Visible to Intel only — GUID: GUID-6A6003F1-BAD5-4648-AB10-A8959D4A8B29
Visible to Intel only — GUID: GUID-6A6003F1-BAD5-4648-AB10-A8959D4A8B29
Use Preprocessor for Constants
Consider the following kernel:
__kernel void exponentor(__global int* data, const uint exponent) { int tid = get_global_id(0); int base = data[tid]; for (int i = 1; i < exponent; ++i) { data[tid] *= base; } }
The number of iterations for the inner for loop is determined at runtime, after the kernel is issued for execution. However, you can use OpenCL™ dynamic compilation feature to ensure the exponent is known at kernel compile time, which is done during the host run time. In this case, the kernel appears as follows:
__kernel void exponentor(__global int* data) { int tid = get_global_id(0); int base = data[tid]; for (int i = 1; i < EXPONENT; ++i) { data[tid] *= base; } }
The capitalization indicates that EXPONENT is a preprocessor macro.
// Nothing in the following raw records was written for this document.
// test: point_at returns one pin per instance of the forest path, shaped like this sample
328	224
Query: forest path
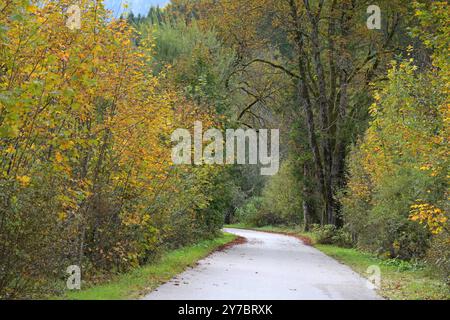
267	266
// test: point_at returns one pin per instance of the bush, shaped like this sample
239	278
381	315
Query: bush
329	234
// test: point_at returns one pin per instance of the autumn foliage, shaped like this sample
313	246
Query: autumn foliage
85	175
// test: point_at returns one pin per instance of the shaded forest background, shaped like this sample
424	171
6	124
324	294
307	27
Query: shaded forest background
86	118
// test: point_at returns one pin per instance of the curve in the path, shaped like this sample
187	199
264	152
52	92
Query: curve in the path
268	266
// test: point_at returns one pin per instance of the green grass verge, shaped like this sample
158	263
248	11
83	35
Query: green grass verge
396	284
144	279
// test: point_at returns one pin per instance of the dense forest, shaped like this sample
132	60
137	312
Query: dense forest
86	117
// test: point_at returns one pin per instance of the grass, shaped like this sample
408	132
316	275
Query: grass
142	280
399	280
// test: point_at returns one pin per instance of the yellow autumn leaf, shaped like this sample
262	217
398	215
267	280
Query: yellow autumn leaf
24	180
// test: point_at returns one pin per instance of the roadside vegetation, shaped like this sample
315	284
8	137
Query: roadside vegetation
143	280
400	280
86	118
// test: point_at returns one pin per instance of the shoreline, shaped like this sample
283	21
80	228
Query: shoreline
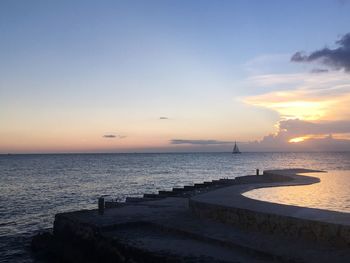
214	219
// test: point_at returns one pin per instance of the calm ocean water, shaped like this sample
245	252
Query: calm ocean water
33	188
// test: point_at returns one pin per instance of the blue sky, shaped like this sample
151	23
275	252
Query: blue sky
73	71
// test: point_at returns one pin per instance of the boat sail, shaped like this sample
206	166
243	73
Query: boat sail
235	149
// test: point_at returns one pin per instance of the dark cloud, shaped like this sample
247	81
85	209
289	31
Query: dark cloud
199	142
338	58
299	127
322	137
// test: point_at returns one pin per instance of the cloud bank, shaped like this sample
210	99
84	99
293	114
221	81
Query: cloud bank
113	136
200	142
338	58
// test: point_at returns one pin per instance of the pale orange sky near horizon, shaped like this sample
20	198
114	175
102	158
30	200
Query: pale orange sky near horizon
130	77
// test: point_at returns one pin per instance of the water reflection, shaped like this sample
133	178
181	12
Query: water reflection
332	193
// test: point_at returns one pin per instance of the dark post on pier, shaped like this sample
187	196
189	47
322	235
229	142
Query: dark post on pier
101	205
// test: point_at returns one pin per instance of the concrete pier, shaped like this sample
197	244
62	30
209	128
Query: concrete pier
208	222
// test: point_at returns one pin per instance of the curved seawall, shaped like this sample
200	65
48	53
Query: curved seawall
229	206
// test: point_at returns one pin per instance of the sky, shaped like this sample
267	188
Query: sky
174	76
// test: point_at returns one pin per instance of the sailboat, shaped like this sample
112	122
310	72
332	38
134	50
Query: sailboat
235	149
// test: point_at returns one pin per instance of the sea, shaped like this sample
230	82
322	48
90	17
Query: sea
33	188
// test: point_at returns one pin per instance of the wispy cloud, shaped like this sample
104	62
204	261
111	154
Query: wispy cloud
200	142
338	58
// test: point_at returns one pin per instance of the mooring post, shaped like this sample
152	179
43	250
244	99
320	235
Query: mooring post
101	205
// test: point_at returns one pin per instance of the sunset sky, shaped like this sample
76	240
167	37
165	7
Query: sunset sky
164	76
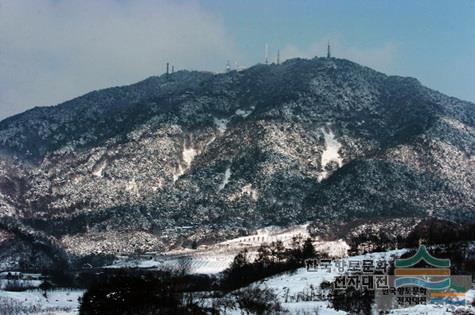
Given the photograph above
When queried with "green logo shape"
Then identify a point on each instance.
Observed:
(422, 254)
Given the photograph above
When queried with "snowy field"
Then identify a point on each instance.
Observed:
(216, 258)
(57, 302)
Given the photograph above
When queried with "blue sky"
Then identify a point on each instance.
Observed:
(54, 50)
(431, 40)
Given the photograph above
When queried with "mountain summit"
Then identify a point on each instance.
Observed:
(197, 156)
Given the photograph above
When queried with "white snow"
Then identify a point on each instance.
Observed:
(132, 187)
(63, 301)
(227, 175)
(97, 171)
(221, 124)
(248, 190)
(330, 154)
(244, 113)
(189, 155)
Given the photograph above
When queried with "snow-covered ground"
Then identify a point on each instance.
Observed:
(218, 257)
(58, 302)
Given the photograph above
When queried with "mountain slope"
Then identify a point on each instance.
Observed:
(205, 156)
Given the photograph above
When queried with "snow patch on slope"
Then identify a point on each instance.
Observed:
(227, 175)
(330, 154)
(221, 124)
(98, 168)
(244, 113)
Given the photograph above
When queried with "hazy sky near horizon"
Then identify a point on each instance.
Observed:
(54, 50)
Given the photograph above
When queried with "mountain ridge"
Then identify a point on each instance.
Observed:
(202, 156)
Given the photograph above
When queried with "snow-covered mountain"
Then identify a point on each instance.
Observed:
(202, 157)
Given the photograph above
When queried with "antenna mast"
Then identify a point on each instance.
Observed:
(266, 60)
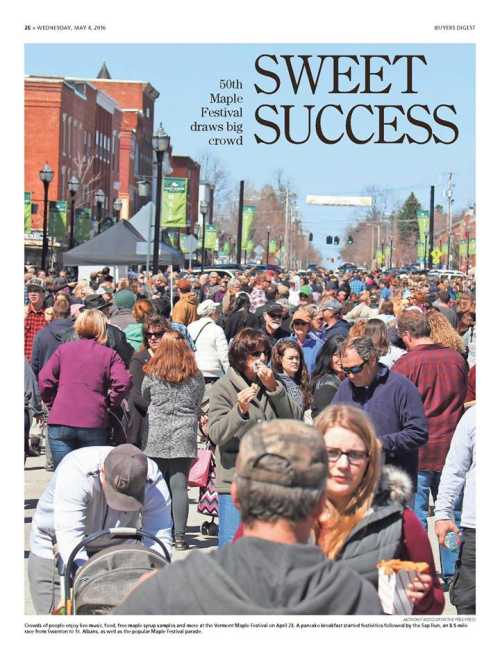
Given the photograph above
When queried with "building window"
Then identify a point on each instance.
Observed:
(64, 134)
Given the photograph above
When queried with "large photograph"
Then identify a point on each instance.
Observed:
(250, 329)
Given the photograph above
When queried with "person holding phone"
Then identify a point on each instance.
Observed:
(248, 394)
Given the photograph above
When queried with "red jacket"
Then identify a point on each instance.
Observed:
(440, 375)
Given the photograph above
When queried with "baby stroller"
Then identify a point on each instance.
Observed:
(208, 500)
(104, 581)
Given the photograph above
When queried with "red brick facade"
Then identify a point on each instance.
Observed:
(75, 129)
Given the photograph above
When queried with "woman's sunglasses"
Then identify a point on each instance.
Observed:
(154, 334)
(354, 369)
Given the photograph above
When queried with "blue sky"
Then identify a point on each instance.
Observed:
(186, 74)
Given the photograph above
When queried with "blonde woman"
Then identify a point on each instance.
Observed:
(443, 333)
(80, 381)
(366, 517)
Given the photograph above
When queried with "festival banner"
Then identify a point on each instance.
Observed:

The original version of the host code passes exponent_val through kernel arguments as follows:
clSetKernelArg(kernel, 1, exponent_val);
The updated version uses a compilation step:
sprintf(buildOptions, “-DEXPONENT=%u”, exponent_val); clBuildProgram(program, <...>, buildOptions, <...>);
Thus, the value of the EXPONENT is passed during preprocessing of the kernel code. Besides saving stack space used by the kernel, this also enables the compiler to perform optimizations, such as loop unrolling or elimination.